What Realtors’ 2020 Projections Mean for Mortgage Bankers

Last month, Inman had its annual conference for Realtors. One of its sessions was on what the Realtor market will look like in 2020 — less than 600 days away. The panel included representatives from Zillow, Warburg Realty and Keller Williams as well as a Wall Street analyst. Two of the Realtors said that the days of the 5-6% commission real estate agent are over because it is hard to justify a high commission for not doing that much. What they envision is that average Realtors will have a hard time surviving while top-end Realtors who handle the more complex transactions and higher-end deals will do well. They estimate that roughly the top 15% of Realtors will succeed but the others will be eliminated or become hourly employees. This should be a wake-up call for the mortgage industry that still depends primarily on Realtors for business. This raises two important questions: How many originators can handle the top 15% real estate agents and how many originators will be needed 18 months from now? Both questions are game-changers for mortgage origination.

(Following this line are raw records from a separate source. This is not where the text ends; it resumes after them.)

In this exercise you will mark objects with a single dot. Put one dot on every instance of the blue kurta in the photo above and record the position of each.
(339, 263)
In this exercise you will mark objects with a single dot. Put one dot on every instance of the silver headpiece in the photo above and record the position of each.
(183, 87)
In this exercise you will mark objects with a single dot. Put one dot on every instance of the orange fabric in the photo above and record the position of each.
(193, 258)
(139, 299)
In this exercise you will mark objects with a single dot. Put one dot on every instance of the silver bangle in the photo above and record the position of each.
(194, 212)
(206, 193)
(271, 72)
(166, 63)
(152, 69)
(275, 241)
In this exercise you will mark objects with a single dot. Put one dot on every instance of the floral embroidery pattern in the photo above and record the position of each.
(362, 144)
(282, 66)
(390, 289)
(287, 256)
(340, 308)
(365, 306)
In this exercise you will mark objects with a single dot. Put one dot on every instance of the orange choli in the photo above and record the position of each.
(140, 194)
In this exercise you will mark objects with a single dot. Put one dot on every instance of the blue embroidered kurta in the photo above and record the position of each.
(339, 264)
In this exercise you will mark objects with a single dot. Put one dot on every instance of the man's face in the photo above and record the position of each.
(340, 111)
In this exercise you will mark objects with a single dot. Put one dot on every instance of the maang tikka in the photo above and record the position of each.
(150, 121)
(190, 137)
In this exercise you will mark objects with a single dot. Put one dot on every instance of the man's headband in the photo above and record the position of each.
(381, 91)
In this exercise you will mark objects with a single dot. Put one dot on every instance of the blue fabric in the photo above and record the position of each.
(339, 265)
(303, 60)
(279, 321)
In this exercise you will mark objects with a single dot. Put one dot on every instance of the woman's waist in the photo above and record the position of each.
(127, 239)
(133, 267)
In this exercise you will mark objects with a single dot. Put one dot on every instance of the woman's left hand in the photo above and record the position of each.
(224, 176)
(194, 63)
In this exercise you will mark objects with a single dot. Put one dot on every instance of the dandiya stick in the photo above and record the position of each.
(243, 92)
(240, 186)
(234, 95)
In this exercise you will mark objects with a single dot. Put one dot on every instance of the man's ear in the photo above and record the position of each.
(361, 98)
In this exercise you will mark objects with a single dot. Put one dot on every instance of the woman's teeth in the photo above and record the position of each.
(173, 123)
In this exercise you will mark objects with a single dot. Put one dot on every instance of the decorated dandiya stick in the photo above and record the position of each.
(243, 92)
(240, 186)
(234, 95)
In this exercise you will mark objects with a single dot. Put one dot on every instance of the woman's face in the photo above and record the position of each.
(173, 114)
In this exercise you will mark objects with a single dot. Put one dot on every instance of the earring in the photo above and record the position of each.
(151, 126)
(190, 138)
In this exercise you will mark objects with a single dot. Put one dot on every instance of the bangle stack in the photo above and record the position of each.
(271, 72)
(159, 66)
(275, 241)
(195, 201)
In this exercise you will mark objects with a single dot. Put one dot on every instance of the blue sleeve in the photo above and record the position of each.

Let me address the big question of doing business with the top 15% Realtors. The top Realtors are the best in their industry and in many ways, they are individuals who run their sales business with a self-employed mindset. As we all know, self-employment is not for the faint of heart. Trust me, I have lived it every day for over 20 years.

A self-employed individual must work hard to find and service customers. This is not easy to say the least. Being self-employed means experiencing the “thrill of victory and the agony of defeat” on a daily basis. It requires balancing the now with the long-term. A self-employed sales professional needs to have talent plus mental toughness to beat the competition and win. Top Realtors must be aware of what their customers want and need; disciplined to ensure that they can deliver a great customer experience; and be willing to change their selling model on the fly because of market volatility.

The point is that the top 15% of any profession will not suffer order-takers or selling zombies who repeat why their company is great. Top professionals are looking for much more than that —they want insights that can change their business model for the better; they want introductions that will help them improve their business; and finally, they want leads. Anything less and top Realtors will not do business with the originator. This raises the question of how many originators are able to deliver this type of value to top Realtors?

In my view, mortgage sales organizations may be in for a rude awaking two years from now for several reasons. First, the Realtor industry is changing faster and more dramatically than the mortgage industry. Second, the Bureau of Labor reported that the mortgage industry continues to hire people in a market where volume is not robust. Hiring warm bodies is an old strategy that is just too costly. It really didn’t make sense before and is madness now as I pointed out in my recent blog.

If Realtors are seeing a future where consumers will not tolerate overpaying for a real estate agent’s services, why would consumers tolerate overpaying mortgage originators that don’t deliver value?

I believe that future mortgage sales organizations will be smaller with better quality sales personnel. This new sales paradigm will require the mortgage industry to hire originators with the sales talent to persuade and the self-employed mindset to match their referral sources. This will require companies to install a predictive and analytical hiring process to make sure they are selecting the right talent. It should also prompt companies to seek out sales candidates who are willing to learn since the marketplace is constantly changing. Old sales models don’t have a place in the 2020 Realtor world. Mortgage firms who want to win business from the top 15% real estate agents must invest in hiring the right individuals for the originator position.